Simple definition and parsing of text formats
Project description
TextFormats
TextFormats is a library for rapidly defining and using text formats for structured data, and allows for rapid prototyping of parsers for such file formats in Nim, Python and C/C++.
Given a format definition, expressed in a simple declarative language (TFSL, Text Formats Specification Language), the library provides functions for switching from the text representation of the data ("encoded string") to the actual data it represents ("decoded data") and vice-versa.

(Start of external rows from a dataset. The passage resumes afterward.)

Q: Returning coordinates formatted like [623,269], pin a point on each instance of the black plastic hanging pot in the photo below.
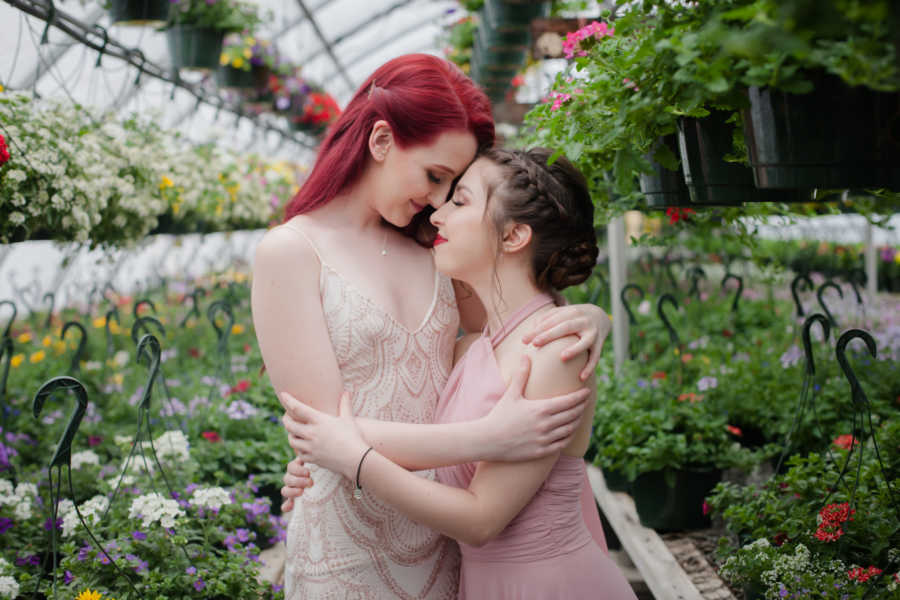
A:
[664,188]
[711,180]
[510,15]
[836,136]
[149,13]
[194,47]
[674,505]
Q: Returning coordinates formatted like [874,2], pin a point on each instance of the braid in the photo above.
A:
[554,201]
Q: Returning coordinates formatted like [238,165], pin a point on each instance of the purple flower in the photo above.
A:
[5,524]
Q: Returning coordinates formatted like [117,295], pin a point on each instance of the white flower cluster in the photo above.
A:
[213,498]
[91,511]
[93,178]
[21,498]
[85,457]
[151,508]
[171,446]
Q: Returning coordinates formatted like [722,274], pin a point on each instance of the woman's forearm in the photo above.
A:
[426,446]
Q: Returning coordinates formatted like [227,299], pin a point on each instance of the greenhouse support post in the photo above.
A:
[871,261]
[617,280]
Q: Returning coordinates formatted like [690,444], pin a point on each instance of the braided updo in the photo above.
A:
[554,201]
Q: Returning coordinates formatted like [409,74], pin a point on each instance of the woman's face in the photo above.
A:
[466,244]
[416,177]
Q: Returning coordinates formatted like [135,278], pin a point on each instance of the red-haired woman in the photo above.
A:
[346,297]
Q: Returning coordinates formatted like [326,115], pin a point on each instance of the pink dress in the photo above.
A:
[547,551]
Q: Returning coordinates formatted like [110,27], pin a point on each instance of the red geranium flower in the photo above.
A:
[4,151]
[734,430]
[845,441]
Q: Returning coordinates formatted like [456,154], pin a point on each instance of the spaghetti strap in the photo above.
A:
[539,301]
[307,238]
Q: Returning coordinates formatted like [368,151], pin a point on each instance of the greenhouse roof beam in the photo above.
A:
[299,20]
[367,22]
[393,38]
[44,65]
[326,44]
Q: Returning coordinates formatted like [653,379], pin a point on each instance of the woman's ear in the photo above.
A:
[380,140]
[516,237]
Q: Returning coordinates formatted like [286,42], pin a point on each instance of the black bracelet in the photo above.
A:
[357,493]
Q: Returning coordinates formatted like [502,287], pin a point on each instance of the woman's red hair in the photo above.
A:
[420,96]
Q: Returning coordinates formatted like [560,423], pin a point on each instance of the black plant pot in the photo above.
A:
[711,179]
[836,136]
[664,188]
[194,47]
[150,13]
[674,507]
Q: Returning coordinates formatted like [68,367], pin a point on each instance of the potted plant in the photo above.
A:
[245,62]
[196,29]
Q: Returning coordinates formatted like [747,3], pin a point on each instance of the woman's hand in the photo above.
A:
[324,440]
[590,323]
[520,429]
[296,480]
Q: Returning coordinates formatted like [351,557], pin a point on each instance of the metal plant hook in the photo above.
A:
[828,284]
[52,298]
[11,318]
[795,285]
[673,335]
[111,314]
[740,290]
[142,323]
[75,366]
[857,394]
[622,295]
[807,342]
[139,303]
[63,458]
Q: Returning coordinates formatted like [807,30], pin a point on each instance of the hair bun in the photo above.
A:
[571,265]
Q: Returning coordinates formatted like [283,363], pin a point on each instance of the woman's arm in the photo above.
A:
[289,322]
[514,430]
[497,493]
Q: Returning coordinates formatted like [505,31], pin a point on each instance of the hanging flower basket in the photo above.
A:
[663,187]
[835,137]
[711,180]
[194,47]
[512,15]
[149,13]
[673,503]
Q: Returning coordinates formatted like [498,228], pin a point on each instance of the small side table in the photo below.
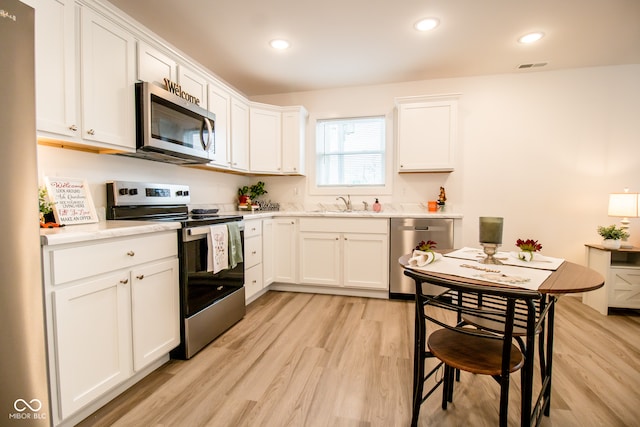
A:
[621,270]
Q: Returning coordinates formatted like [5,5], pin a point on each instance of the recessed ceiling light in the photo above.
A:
[426,24]
[531,38]
[279,44]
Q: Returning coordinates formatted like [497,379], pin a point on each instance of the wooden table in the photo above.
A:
[568,278]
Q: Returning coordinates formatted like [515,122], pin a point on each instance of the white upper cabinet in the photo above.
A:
[294,124]
[220,105]
[427,132]
[108,79]
[56,86]
[154,66]
[239,134]
[265,139]
[194,84]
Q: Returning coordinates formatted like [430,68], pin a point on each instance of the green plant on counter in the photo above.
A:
[612,232]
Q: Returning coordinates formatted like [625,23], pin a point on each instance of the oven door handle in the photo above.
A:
[204,230]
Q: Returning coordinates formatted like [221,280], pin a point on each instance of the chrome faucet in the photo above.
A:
[346,201]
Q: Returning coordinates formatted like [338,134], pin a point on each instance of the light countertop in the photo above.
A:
[111,228]
[352,214]
[101,230]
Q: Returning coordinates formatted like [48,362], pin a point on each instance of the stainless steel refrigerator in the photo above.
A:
[24,393]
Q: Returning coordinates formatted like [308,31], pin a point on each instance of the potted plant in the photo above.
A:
[257,190]
[243,195]
[612,236]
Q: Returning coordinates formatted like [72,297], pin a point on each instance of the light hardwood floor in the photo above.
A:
[320,360]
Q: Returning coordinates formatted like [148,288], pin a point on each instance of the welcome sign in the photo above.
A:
[71,200]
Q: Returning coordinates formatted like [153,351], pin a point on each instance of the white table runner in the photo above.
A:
[509,258]
[511,275]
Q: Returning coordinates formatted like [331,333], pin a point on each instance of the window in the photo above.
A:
[350,152]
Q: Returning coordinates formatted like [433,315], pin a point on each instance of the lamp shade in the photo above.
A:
[625,205]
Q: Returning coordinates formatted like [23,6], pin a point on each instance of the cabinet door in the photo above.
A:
[56,84]
[239,135]
[365,261]
[194,84]
[286,240]
[427,134]
[268,258]
[155,66]
[265,140]
[93,339]
[108,78]
[220,105]
[155,311]
[624,287]
[293,140]
[320,258]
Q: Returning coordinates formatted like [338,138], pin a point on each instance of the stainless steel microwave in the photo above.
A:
[171,129]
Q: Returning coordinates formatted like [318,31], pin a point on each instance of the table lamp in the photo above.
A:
[625,205]
[490,237]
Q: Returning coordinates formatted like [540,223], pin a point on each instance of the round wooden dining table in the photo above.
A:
[568,278]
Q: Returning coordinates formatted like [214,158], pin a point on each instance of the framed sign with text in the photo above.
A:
[71,200]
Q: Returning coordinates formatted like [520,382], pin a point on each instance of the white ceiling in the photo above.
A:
[337,43]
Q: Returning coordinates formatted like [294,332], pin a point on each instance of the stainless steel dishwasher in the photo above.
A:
[404,235]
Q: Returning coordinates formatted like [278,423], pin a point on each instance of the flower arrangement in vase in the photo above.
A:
[527,249]
[612,236]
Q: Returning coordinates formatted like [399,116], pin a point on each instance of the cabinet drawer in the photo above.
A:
[252,228]
[89,260]
[345,225]
[252,281]
[252,251]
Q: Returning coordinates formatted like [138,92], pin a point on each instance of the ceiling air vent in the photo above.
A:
[532,65]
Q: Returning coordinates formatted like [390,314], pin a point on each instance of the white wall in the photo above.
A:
[541,149]
[206,187]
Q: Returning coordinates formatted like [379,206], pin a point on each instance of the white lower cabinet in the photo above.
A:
[253,278]
[349,253]
[93,339]
[268,252]
[109,318]
[285,248]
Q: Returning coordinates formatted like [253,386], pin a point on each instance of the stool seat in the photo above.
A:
[471,353]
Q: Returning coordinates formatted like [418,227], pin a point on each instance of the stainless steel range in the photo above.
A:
[211,301]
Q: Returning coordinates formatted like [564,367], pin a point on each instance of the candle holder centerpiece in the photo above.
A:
[490,237]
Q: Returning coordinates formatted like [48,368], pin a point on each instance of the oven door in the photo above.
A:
[202,288]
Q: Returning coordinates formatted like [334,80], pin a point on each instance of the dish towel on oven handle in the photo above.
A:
[218,248]
[235,244]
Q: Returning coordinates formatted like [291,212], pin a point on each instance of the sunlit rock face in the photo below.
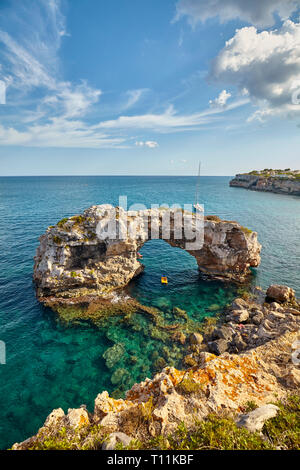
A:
[96,253]
[274,184]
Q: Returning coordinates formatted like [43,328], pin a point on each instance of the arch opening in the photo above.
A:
[186,288]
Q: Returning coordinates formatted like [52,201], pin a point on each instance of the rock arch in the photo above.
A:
[77,257]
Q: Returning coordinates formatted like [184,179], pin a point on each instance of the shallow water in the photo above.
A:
[51,366]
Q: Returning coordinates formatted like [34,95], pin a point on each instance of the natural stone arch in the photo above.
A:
[77,257]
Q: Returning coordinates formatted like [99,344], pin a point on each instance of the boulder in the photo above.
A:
[292,378]
[78,417]
[113,355]
[115,438]
[239,304]
[196,338]
[281,293]
[218,347]
[55,417]
[239,342]
[239,316]
[275,306]
[258,318]
[255,420]
[224,332]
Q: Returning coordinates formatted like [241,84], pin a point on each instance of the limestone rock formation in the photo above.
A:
[217,384]
[96,253]
[268,182]
[280,293]
[255,420]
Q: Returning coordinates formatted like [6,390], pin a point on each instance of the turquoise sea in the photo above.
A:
[49,365]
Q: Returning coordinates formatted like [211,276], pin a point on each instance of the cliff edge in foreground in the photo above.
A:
[275,181]
[227,386]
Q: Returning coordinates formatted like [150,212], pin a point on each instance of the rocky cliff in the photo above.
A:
[266,182]
[266,370]
[96,253]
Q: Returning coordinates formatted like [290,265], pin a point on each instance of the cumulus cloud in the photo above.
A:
[265,66]
[221,100]
[133,96]
[257,12]
[149,143]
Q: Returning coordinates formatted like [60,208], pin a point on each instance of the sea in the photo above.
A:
[49,364]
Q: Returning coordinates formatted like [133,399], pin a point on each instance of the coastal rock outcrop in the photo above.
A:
[267,371]
[268,181]
[217,385]
[96,253]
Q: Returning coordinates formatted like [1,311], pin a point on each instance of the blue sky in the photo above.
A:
[148,87]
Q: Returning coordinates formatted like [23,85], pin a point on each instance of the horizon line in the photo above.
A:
[64,176]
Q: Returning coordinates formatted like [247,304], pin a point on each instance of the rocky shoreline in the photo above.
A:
[251,355]
[269,181]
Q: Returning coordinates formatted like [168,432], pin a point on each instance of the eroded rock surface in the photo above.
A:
[217,384]
[77,257]
[270,183]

The definition of the formats in TFSL is human readable and reduces the requirement of complex regular expression. As opposed to lexers or regular expressions, it does not only validates and splits different parts of a format, but converts them to data in built-in scalar and compound datatypes, allowing for fine tuning of the conversion.
Python
The Python API of TextFormats is documented in the Python API manual and cheatsheet and can be installed using:
pip install textformats
If a binary package compatible with the system is available, it will be downloaded and installed. Nim installation is not required.
If no binary package is available, the source distribution is downloaded.
In this case, the Nim compiler version >= 1.6.0 must be installed
and the nim
binary must be in PATH. Then,
the pip install textformats
command will automatically compile and install
the package.
Example applications based on the Python API are available in the git repository here and here.
Nim
The Nim API of TextFormats is documented in the Nim API manual and cheatsheet. and is installed using:
nimble install textformats
Example applications based on the Nim API are available in the git repository here and here.
C/C++
The C API of TextFormats is documented in the C API manual and cheatsheet and is obtained by cloning the git repository. Furthermore Nim compiler version >= 1.6.0 must be installed
The C API are in the in the C
directory of the git repository.
Example applications based on the C API are available in the git repository
here
and here.
Command line tools
The CLI tools developed with TextFormats allows the use of the library
from the command line (e.g. in Bash scripts). For using it, the
Nim compiler version >= 1.6.0 must be installed
and the textformats Nim package installed (nimble install textformats
).
The tools are thereby installed and compiled. They are tf_spec
(work with TFSL specifications),
tf_decode
(convert a format to JSON), tf_encode
(convert JSON to a format)
and tf_validate
(validate data or its text representations).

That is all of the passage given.